Flash Memory: Flash memory is used to store and run the Cisco IOS software - the router's operating system. When a router is powered down, the contents of Flash memory are not lost. However, its contents can be upgraded by "flashing" the chip. While a router is running, the contents of Flash are set to a read-only mode. Flash memory for a Cisco 2500 series router ranges in size from a minimum of 4MB up to a maximum of 16MB. You might consider adding additional Flash memory to meet the space requirements of the IOS version that you have chosen to run. For a Cisco 2501, the base IP version of IOS 12.0 requires a minimum of 8MB of Flash memory. So, if you had a Cisco 2501 that shipped with only 4MB of Flash, you would require at least one additional 4MB SIMM. For IOS versions with more advanced feature sets, it is not uncommon to require at least 16MB of Flash.

RAM: Random Access Memory (RAM) represents the non-permanent or volatile working area of memory on a Cisco router. When the router is powered down, the contents of RAM are lost. By default, RAM is broken up into two main areas - Main Processor Memory, and Shared I/O Memory. Main Processor Memory is where the routing table, ARP tables, and running configuration are stored. Shared I/O Memory is used as a buffer location for temporarily storing packets prior to processing. Most Cisco 2500 routers will have 2MB of RAM soldered to the system board (this amount, however, depends on the revision number of the router), along with one SIMM slot to add additional RAM. The maximum amount of RAM that can be added to a Cisco 2500 is 16MB. If 16MB is added, that provides a maximum of 18MB of available RAM. In cases where a RAM SIMM is installed, its capacity will be used as Main Processor Memory, while the onboard RAM (2MB) will be used as Shared I/O memory. If no SIMM chip is present, that 2MB of on-board RAM will be split between both areas, providing each with 1MB of working space. This should be avoided for performance reasons.

ROM : In older Cisco router models, Read-Only Memory (ROM) chips were used to store the IOS software. In newer models, this is no longer the case. As mentioned previously, the IOS image is now stored in Flash memory (it can also be stored on a TFTP server, as I'll discuss in the next chapter). ROM is now used as the memory area from which a Cisco router begins the boot process, and is made up of a number of elements. These elements are implemented via microcode, a set of programming instructions that are contained in ROM.

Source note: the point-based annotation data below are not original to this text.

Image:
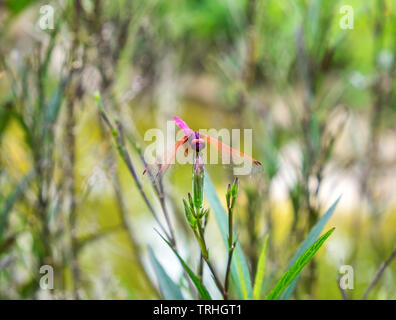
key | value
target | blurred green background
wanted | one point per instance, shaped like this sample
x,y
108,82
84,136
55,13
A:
x,y
321,101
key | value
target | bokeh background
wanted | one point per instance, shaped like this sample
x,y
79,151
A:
x,y
321,101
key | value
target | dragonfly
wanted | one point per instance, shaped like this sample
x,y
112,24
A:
x,y
195,141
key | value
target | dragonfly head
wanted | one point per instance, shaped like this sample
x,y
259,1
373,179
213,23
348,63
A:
x,y
197,143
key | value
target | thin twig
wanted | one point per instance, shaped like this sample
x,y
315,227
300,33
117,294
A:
x,y
119,138
379,274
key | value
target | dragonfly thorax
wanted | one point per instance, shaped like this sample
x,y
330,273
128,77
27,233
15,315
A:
x,y
196,142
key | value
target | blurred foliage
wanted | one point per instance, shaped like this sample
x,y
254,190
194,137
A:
x,y
320,99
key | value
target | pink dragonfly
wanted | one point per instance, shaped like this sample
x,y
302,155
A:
x,y
195,141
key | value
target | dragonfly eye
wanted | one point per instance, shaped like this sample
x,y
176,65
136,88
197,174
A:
x,y
198,144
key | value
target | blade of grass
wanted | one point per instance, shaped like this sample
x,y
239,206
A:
x,y
260,271
198,283
310,239
297,267
239,268
169,289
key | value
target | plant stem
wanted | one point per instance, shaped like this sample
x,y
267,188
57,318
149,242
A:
x,y
379,274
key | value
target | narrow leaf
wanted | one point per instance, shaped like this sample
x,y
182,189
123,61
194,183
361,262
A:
x,y
239,268
297,267
169,289
260,271
198,283
310,239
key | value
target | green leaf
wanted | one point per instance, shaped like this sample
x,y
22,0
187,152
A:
x,y
10,201
260,271
198,283
310,239
16,7
169,289
297,267
239,268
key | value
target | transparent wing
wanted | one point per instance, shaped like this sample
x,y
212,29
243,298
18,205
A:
x,y
157,169
235,156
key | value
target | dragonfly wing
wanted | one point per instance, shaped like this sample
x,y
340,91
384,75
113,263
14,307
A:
x,y
182,125
232,153
158,168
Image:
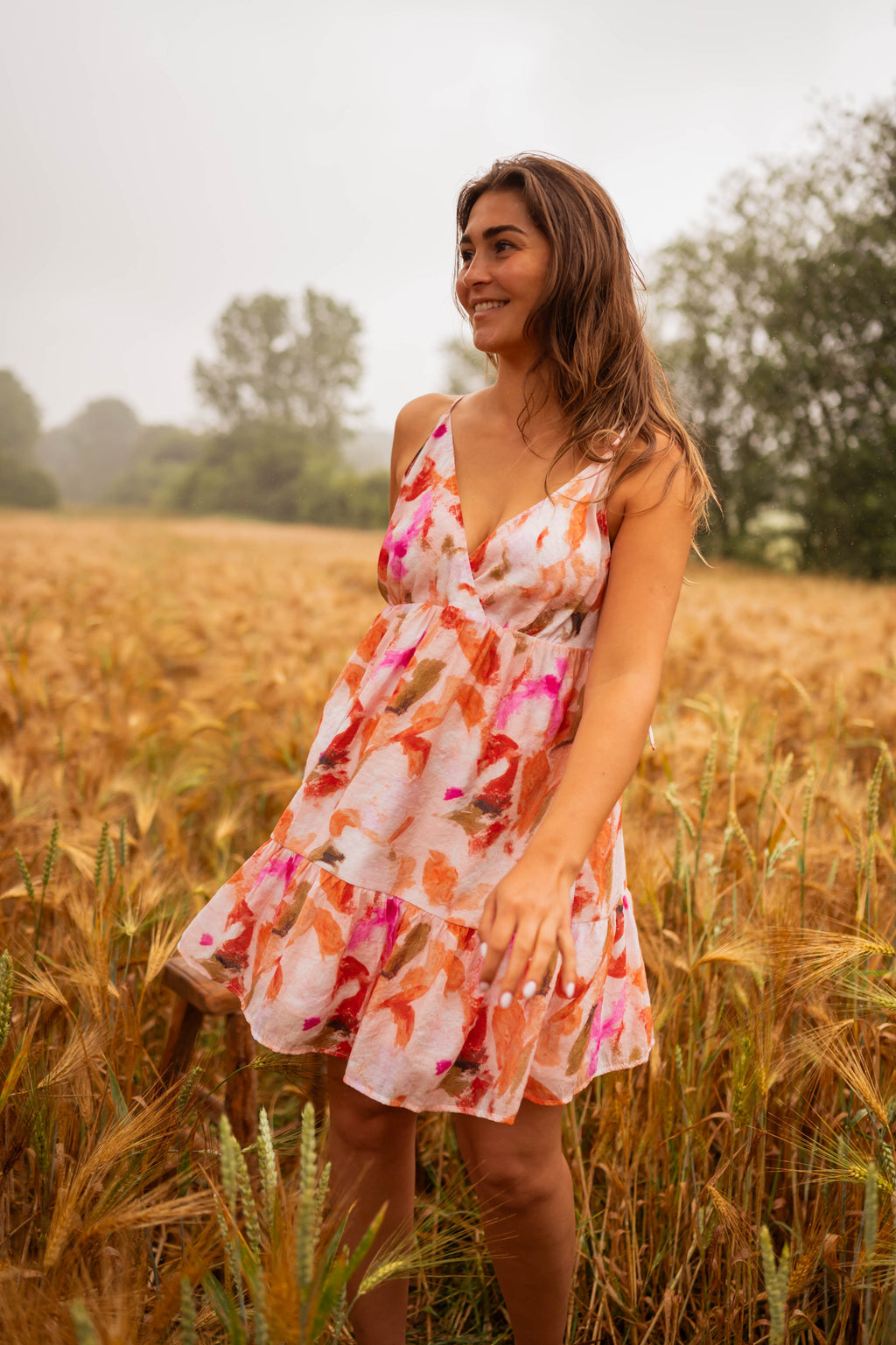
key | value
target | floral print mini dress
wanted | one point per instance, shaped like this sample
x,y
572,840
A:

NVRAM: Non-Volatile Random Access Memory (NVRAM) is used as the storage
location for the router's startup configuration file. After the router loads its IOS image,
the settings found in the startup configuration are applied.
When changes are made to a router's running configuration,
they should always be saved to the startup configuration (stored in NVRAM)
or they will be lost when the router shuts down.
Remember that the running configuration is stored in RAM,
which is erased when the router is powered down.
On a Cisco 2500 series router, NVRAM is a relatively tiny 32KB in size.

Knowing what's going on where is an important part of not only understanding how a
Cisco router operates, but will also help to determine the source of problems or issues,should the need arise.